Create an 📖 Evaluation Set


This feature is in Private Preview. To try it, reach out to your Databricks contact.

Looking for a different RAG Studio doc? Go to the RAG documentation index

This tutorial walks you through the process of creating a 📖 Evaluation Set to evaluate a RAG Application’s quality/cost/latency.

This evaluation set allows you to quickly and quantitatively check the quality of a new version of your application before distributing it to stakeholders for their feedback.

Step 1: Create an evaluation set with only questions

You can either collect 🗂️ Request Logs or manually curate questions.

To collect 🗂️ Request Logs:

  1. Use the 💬 Review UI to ask the RAG Application questions.

  2. Run the following SQL to create a Unity Catalog table called <eval_table_name>. This table can be stored in any Unity Catalog schema, but we suggest storing it in the Unity Catalog schema you configured for the RAG Application.

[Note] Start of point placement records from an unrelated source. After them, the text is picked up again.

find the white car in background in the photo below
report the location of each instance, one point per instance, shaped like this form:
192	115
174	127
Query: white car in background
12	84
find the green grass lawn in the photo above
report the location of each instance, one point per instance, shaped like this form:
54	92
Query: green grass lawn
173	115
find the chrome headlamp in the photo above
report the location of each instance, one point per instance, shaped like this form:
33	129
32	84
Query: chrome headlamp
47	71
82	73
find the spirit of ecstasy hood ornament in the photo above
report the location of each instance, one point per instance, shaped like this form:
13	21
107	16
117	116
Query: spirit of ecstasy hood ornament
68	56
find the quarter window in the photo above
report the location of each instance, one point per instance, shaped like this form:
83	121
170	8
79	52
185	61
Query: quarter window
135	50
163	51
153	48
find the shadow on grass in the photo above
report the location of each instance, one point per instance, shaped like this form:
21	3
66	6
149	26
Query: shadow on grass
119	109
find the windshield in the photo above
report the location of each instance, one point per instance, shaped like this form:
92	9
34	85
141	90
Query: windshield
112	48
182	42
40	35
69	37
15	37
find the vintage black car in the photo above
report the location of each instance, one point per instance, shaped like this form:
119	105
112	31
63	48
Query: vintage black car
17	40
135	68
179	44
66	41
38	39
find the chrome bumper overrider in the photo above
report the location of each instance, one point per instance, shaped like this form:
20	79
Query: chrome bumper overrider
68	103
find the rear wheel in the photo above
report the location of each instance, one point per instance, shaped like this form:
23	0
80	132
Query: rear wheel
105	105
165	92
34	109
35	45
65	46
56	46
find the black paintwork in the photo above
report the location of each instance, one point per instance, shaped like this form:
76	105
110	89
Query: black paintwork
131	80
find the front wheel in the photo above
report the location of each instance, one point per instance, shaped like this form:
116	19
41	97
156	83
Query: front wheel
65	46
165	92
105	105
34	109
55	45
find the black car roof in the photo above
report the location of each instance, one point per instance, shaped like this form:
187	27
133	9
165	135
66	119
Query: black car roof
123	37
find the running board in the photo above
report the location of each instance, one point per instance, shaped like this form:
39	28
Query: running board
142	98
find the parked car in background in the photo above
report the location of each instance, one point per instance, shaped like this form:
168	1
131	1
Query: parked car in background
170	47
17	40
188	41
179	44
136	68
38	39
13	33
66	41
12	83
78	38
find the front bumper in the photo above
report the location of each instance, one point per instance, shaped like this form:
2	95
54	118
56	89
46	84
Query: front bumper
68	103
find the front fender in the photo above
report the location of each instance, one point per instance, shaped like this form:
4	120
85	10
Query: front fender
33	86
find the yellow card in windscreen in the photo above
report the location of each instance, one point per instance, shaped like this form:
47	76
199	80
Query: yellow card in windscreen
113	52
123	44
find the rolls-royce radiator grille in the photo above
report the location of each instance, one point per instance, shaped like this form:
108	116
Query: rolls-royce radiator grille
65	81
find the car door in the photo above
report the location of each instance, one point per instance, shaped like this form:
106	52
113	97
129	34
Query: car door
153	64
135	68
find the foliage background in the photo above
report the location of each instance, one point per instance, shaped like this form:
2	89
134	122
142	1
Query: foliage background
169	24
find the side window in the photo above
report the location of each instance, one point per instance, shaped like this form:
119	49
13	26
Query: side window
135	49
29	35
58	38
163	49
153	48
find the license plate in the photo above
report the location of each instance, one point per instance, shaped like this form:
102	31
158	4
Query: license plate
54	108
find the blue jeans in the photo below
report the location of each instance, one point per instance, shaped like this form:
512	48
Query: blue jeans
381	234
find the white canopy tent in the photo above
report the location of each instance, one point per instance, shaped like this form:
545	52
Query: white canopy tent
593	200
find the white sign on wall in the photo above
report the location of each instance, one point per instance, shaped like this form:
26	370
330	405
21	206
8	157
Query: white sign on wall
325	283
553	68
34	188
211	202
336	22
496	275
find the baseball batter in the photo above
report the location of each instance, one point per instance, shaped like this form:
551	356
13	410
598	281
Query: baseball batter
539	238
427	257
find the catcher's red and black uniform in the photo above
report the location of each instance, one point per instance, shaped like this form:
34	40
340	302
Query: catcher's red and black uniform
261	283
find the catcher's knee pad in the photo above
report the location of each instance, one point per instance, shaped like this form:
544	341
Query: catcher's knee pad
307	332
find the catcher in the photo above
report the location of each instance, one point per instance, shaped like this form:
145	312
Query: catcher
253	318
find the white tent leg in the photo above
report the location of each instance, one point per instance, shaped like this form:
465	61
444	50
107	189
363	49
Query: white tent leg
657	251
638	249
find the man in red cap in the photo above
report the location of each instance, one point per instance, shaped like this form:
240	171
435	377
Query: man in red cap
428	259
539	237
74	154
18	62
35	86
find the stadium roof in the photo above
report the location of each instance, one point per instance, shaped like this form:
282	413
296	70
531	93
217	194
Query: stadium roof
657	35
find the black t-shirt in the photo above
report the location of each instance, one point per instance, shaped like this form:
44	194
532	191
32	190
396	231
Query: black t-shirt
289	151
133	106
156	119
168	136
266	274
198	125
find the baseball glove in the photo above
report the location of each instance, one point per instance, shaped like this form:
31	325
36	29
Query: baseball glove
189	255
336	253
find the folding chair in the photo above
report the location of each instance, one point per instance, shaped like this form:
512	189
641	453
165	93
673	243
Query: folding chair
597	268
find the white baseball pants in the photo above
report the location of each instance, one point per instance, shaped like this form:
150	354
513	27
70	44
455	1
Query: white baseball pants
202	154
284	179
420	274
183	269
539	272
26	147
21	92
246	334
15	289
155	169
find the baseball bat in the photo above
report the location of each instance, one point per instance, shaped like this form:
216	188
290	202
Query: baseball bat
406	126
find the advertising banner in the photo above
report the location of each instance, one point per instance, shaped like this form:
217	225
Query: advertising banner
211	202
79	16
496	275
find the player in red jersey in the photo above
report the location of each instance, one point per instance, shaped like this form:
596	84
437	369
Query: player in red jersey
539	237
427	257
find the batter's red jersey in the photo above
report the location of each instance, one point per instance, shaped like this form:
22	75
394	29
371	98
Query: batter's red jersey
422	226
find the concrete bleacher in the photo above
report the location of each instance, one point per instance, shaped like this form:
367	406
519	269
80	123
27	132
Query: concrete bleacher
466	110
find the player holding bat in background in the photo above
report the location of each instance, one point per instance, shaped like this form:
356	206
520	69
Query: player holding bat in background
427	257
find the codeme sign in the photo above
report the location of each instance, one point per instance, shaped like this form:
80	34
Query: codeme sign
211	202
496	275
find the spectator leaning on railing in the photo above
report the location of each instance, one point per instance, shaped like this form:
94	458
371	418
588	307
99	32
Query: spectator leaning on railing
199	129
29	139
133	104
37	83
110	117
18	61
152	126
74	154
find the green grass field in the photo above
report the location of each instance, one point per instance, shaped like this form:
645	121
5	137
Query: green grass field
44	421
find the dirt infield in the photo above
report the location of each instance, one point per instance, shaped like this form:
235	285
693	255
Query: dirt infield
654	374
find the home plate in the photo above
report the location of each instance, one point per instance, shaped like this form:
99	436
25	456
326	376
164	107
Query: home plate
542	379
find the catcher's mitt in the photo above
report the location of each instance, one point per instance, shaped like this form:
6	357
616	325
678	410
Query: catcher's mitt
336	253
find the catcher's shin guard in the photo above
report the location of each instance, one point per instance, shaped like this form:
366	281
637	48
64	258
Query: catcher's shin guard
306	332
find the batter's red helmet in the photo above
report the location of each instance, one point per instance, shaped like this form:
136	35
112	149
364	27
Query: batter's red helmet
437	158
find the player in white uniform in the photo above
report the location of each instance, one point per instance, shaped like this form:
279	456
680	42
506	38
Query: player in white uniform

    You can modify the SQL code to only select a subset of logs. If you do this, make sure you keep the original schema of the request column.

    CREATE TABLE <eval_table_name> CLONE <catalog>.<schema>.rag_studio_<app_name>_<environment>_eval_dataset_template
    INSERT INTO <eval_table_name> SELECT request FROM <catalog>.<schema>.<request_log> LIMIT 5


    The schema of request is intentionally the same between the request logs and the evaluation set.

To manually curate questions:

  1. Clone the <catalog>.<schema>.rag_studio_<app_name>_<environment>_eval_dataset_template table to create a new table called <eval_table_name>.

    CREATE TABLE <eval_table_name> CLONE <catalog>.<schema>.rag_studio_<app_name>_<environment>_eval_dataset_template
  2. Add questions to the <eval_table_name>, ensuring that the request column has the same schema as shown below.

      "request_id": "c20cb3a9-23d0-48ac-a2cb-98c47a0b84e2",
      "conversation_id": null,
      "timestamp": "2024-01-18T23:22:52.701Z",
      "messages": [
          "role": "user",
          "content": "Hello how are you"
      "last_input": "Hello how are you"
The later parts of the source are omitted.